The school is also a repository of, or a portal to, some specific resistance resources:

  • School guidance counsellors who help senior students make education and career choices

  • A programme to support pregnant students to help keep them in school and socially integrated

  • Special education teachers and facilities equipped to help students with learning disabilities

  • Alert and effective connection to community child protection services

These specific resistance resources are present in or around the school, but they are not particularly salient to the adolescents that do not need them, and therefore do not use them. The school as a generalized resistance resource helps contribute in a general way to strengthen the sense of coherence of many pupils, and a strong sense of coherence facilitates the uptake/use of particular specific resistance resources when the need should arise. Let us consider two students. Jack has a typical day, experiencing ‘normal’ strain and hassles, but nothing out of the ordinary happens. Specific resistance resources abound, but this student makes use of none of them; they are not salient. On the same day, Jill discovers she is pregnant, and her sense of coherence is high enough that she does not panic, and sink into depression; rather, she contacts the pregnancy support programme, which she knows about and trusts because of the good experiences of other pupils. The pregnancy support programme is a specific resistance resource for this student, offering services that are highly salient at this particular point in her life.
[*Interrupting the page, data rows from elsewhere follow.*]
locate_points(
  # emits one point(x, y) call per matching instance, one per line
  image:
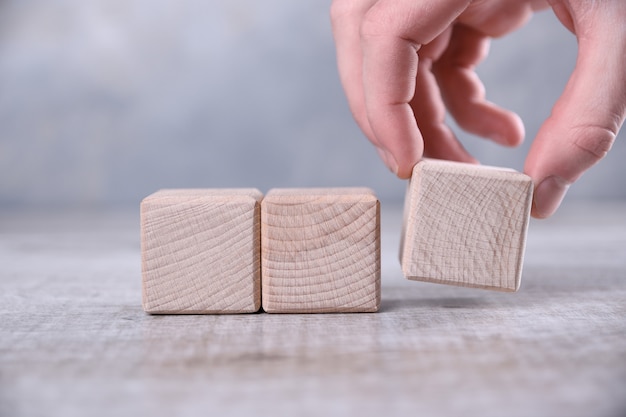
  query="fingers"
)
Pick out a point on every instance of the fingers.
point(430, 111)
point(464, 93)
point(391, 35)
point(346, 18)
point(586, 118)
point(377, 44)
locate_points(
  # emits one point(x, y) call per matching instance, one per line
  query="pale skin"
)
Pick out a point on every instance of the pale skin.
point(405, 63)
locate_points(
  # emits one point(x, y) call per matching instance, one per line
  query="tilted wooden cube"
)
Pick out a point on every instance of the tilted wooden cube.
point(465, 225)
point(200, 251)
point(320, 250)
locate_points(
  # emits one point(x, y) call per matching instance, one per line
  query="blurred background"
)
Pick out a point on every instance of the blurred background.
point(104, 102)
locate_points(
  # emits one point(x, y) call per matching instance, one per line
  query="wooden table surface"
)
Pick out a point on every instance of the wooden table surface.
point(75, 342)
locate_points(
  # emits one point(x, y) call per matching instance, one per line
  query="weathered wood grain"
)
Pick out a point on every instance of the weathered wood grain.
point(200, 251)
point(74, 340)
point(320, 250)
point(465, 225)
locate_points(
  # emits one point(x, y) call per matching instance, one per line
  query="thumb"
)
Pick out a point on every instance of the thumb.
point(587, 117)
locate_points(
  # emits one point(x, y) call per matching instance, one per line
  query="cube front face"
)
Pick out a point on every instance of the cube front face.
point(320, 251)
point(201, 251)
point(466, 225)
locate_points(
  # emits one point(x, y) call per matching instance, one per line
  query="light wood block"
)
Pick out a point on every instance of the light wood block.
point(200, 251)
point(465, 225)
point(320, 250)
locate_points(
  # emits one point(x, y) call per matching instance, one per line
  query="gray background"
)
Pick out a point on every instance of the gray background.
point(104, 102)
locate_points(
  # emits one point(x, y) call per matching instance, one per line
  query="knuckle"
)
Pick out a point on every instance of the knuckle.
point(595, 141)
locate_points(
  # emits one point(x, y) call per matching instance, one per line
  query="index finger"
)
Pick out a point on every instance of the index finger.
point(391, 34)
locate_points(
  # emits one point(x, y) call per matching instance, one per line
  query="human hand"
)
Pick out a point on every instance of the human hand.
point(403, 63)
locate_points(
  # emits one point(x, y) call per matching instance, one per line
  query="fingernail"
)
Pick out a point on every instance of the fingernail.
point(548, 196)
point(389, 160)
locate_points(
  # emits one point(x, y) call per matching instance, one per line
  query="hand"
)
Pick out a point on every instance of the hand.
point(404, 63)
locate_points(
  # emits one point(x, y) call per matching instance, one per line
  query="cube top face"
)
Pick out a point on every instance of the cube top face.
point(200, 251)
point(466, 225)
point(178, 196)
point(320, 250)
point(322, 195)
There is a vexing equity dimension to this. If specific resistance resources are more readily available to those with lots of generalized resistance resources (e.g. money), specific resistance resources might actually contribute to a widened equity gap. Equality in access to specific resistance resources depends on a reasonably fair distribution of generalized resistance resources, so health promotion needs to keep both types in focus.

The aim of this chapter has been modest, simply to illuminate a part of the salutogenic model of health that seems to be overlooked—specific resistance resources actually have as much or more relevance to health promotion practice as do generalized resistance resources. By drawing attention to the special nature of specific resistance resources, one also draws attention to what should be a core aim of health promotion: to ensure that availability of the right specific resistance resources at the right time is not all too often a matter of ‘chance or luck’, as Antonovsky worried.